Dez autoridades, desde o enviado especial Steve Witkoff até a chefe da Administração de Pequenas Empresas (SBA), Kelly Loeffler, declararam ter interesses financeiros na empresa de foguetes de Elon Musk ou na xAI, empresa de inteligência artificial e mídia social com a qual Musk se fundiu em fevereiro, de acordo com suas divulgações financeiras públicas mais recentes.
No total, os funcionários federais detinham ações da SpaceX ou da xAI no valor de pelo menos US$ 9,9 milhões e até US$ 43,8 milhões, de acordo com as declarações feitas no ano passado, que listam o valor dos ativos em amplas faixas. Esses funcionários poderiam ter vendido a totalidade ou parte de suas participações desde então sem que isso acionasse requisitos adicionais de divulgação.
A SpaceX se destaca pelo tamanho sem precedentes de seu IPO planejado e por seus laços estreitos com o governo e membros da administração. O IPO, previsto para acontecer já na próxima semana, deve tornar Musk o primeiro trilionário do mundo, caso atinja a avaliação almejada de pelo menos US$ 1,8 trilhão . Espera-se também que transforme diversos executivos e investidores da empresa em bilionários, além de gerar milhões em riqueza para os funcionários.
A empresa é uma importante contratada do governo, com US$ 4 bilhões em transações federais no ano fiscal de 2025. No mês passado, recebeu mais US $ 6,5 bilhões em dois contratos da Força Espacial dos EUA para fornecer satélites para comunicações e monitoramento de ameaças aéreas.
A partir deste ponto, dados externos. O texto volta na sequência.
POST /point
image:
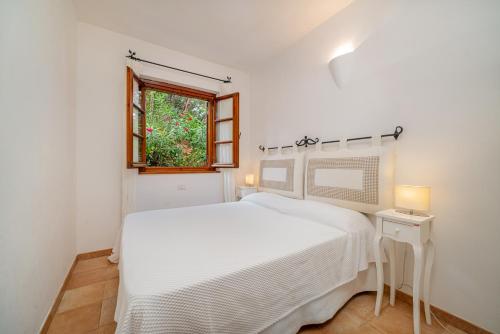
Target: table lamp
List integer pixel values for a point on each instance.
(412, 200)
(249, 180)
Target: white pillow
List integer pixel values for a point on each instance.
(357, 179)
(282, 174)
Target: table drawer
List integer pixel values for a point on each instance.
(397, 230)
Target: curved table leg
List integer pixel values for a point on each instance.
(429, 259)
(417, 273)
(378, 249)
(392, 266)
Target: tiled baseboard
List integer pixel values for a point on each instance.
(83, 256)
(443, 315)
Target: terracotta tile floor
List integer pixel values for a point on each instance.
(89, 303)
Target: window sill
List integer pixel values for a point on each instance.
(175, 170)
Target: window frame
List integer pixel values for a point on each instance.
(235, 141)
(192, 93)
(131, 76)
(150, 84)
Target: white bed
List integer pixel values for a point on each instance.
(265, 264)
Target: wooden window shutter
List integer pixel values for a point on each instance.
(226, 131)
(136, 121)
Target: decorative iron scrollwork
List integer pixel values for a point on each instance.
(307, 141)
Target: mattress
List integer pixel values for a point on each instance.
(235, 267)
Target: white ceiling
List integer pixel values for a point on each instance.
(238, 33)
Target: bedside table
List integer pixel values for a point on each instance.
(415, 230)
(246, 190)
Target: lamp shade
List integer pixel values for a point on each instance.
(415, 198)
(249, 179)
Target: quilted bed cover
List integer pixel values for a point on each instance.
(235, 267)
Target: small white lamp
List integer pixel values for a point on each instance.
(249, 180)
(413, 200)
(341, 64)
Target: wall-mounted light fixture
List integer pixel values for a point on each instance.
(341, 64)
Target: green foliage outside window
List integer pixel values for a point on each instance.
(176, 130)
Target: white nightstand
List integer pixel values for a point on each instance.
(415, 230)
(246, 190)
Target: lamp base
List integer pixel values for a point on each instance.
(412, 212)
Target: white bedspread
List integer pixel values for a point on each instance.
(234, 267)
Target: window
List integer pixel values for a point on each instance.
(175, 129)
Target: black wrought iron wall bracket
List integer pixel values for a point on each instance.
(306, 141)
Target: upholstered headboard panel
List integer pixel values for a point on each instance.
(282, 174)
(358, 179)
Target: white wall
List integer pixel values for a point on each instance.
(432, 67)
(100, 136)
(37, 228)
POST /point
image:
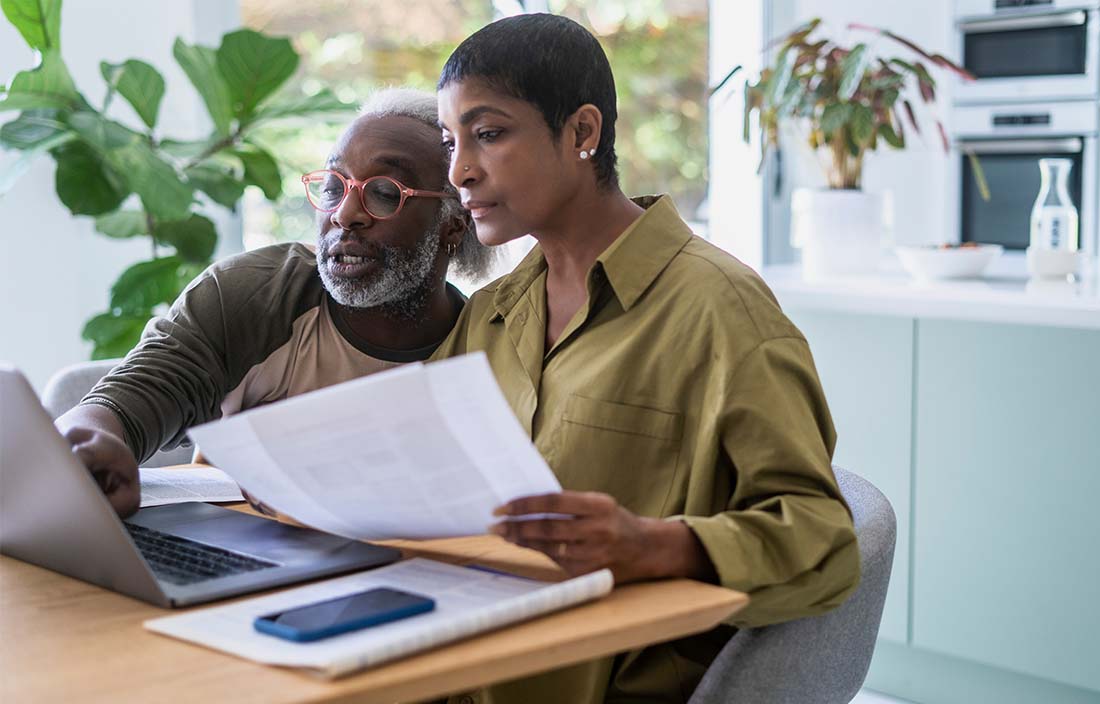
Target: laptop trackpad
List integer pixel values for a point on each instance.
(251, 535)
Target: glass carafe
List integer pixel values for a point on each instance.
(1054, 219)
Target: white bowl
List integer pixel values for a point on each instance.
(928, 263)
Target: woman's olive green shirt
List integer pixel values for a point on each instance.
(681, 389)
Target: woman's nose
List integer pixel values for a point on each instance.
(463, 171)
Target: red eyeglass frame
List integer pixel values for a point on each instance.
(351, 184)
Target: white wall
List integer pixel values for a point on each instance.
(55, 271)
(736, 218)
(916, 176)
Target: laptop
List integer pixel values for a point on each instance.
(53, 514)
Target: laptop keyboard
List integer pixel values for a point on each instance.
(182, 561)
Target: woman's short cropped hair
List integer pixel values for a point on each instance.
(550, 62)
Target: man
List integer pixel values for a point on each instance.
(279, 321)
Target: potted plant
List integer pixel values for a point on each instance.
(846, 101)
(133, 179)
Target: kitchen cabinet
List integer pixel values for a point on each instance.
(986, 439)
(1007, 527)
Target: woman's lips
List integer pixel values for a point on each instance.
(479, 209)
Enquanto isso, Musk ajudou a selecionar dezenas de pessoas para preencher vagas de redução de contratos e coleta de dados em todo o governo federal durante o período em que dirigiu o Departamento de Eficiência Governamental. Muitos deles eram seus próprios funcionários, da SpaceX ou de outros setores de seu império.
No último mês de Musk em Washington, Paul McInerny, ex-engenheiro da SpaceX, foi nomeado diretor de tecnologia da informação do Departamento do Interior. McInerny detinha a maior participação acionária na SpaceX entre todos os funcionários, com um valor estimado entre US$ 5 milhões e US$ 25 milhões. Ele não precisou se desfazer de suas ações e, em vez disso, recebeu uma isenção ética para trabalhar em questões amplas que poderiam afetar a empresa, conforme mostram os documentos apresentados.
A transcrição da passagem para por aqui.